Nei giorni scorsi nuove rivelazioni in merito alla compromissione dello smartphone di Jeff Bezos avvenuta a quanto pare mediante un messaggio inviato dal telefono personale del principe saudita Mohammed bin Salman. Proprio l’ONU ha chiesto agli Stati Uniti di avviare un’indagine ufficiale sulla vicenda. Rimandiamo agli articoli qui linkati per ulteriori approfondimenti.

Così un portavoce ha replicato alla domanda relativa alla possibilità che António Guterres, ex Primo Ministro del Portogallo e oggi Segretario Generale delle Nazioni Unite, si sia affidato a WhatsApp per comunicare con la famiglia reale dell’Arabia Saudita.

Gli ufficiali e i rappresentanti senior dell’ONU sono stati istruiti in modo da non utilizzare WhatsApp, poiché non supportato da un sistema sicuro. Dunque non penso che il Segretario Generale lo usi.

La risposta del team al lavoro sull’applicazione, ormai da qualche anno controllata da Facebook, non si è fatta attendere.

Ogni messaggio privato è protetto da crittografia end-to-end per impedire a WhatsApp e ad altri di vedere le chat. La tecnologia crittografica è stata sviluppata con Signal ed è valutata molto positivamente dagli esperti di sicurezza, tanto da essere considerata una delle migliori al mondo a disposizione degli utenti finali.

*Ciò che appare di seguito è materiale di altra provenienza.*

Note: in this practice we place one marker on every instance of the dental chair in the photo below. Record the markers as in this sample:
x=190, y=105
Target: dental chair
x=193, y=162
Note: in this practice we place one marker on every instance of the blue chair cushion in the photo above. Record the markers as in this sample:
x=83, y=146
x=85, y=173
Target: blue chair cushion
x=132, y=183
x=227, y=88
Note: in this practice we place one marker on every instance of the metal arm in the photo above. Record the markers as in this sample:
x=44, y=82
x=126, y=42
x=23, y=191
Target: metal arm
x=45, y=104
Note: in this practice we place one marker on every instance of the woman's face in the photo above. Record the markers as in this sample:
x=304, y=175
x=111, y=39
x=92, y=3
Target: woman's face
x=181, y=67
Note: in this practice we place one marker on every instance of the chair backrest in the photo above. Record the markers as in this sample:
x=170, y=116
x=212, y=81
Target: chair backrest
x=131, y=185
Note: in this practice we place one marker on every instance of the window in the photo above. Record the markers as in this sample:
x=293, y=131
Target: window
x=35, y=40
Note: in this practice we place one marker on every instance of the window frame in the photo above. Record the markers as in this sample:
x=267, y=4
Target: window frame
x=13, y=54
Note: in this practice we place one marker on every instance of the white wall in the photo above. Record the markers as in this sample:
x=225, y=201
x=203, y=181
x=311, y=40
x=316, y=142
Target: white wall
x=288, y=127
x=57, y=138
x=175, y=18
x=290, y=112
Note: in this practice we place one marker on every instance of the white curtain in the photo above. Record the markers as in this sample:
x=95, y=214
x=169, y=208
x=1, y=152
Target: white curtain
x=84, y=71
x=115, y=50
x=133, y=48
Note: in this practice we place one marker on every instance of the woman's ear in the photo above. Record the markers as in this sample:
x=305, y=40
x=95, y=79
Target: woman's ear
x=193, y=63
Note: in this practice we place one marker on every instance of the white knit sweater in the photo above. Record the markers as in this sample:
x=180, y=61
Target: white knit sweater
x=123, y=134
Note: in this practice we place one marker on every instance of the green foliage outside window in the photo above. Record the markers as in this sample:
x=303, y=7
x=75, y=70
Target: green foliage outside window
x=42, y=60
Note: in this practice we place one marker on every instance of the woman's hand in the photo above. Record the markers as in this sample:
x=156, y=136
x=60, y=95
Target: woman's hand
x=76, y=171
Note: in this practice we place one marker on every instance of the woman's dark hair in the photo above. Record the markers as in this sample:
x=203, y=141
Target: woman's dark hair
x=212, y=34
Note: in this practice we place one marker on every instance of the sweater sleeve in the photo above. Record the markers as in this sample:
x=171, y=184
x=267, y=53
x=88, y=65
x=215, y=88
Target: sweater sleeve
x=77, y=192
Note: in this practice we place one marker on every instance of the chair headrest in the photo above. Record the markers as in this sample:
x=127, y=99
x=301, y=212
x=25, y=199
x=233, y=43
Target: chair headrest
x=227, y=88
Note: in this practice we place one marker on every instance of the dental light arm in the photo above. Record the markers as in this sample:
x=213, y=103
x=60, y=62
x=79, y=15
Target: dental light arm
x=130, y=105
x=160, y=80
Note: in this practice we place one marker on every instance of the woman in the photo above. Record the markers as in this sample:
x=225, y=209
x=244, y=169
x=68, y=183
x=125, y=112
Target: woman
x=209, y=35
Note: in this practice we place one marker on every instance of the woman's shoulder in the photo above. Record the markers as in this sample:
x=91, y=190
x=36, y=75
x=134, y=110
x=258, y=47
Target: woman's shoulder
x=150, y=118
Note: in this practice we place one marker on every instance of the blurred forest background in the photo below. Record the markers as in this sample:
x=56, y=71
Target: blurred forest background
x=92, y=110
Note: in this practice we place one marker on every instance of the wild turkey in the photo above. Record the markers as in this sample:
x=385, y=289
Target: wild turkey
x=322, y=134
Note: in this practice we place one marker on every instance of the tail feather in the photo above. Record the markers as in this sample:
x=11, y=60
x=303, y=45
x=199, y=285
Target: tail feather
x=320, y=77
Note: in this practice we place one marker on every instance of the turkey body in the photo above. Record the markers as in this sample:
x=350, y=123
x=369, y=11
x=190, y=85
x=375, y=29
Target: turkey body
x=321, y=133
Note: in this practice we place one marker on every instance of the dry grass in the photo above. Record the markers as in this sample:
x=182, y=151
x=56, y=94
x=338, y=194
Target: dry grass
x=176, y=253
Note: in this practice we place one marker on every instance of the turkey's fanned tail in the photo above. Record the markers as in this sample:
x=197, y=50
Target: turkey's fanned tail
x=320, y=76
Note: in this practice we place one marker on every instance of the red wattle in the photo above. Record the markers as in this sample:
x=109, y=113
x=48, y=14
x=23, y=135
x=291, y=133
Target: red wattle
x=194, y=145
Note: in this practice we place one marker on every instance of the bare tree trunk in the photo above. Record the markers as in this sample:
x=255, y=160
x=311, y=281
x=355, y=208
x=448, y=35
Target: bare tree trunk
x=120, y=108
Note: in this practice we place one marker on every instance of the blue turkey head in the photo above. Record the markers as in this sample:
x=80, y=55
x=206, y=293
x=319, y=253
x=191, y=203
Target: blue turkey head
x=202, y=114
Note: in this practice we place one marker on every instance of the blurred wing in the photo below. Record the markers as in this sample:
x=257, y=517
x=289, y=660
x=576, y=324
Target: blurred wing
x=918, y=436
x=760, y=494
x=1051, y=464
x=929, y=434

Il video MP4 inviato da Mohammed bin Salman a Jeff Bezos e ritenuto responsabile della violazione potrebbe aver fatto leva su una vulnerabilità nota, quella già sfruttata dallo spyware Pegasus della software house israeliana NSO Group. Considerata la notorietà della vittima rimasta coinvolta nell’attacco e le potenziali ripercussioni diplomatiche torneremo di certamente a scrivere degli sviluppi.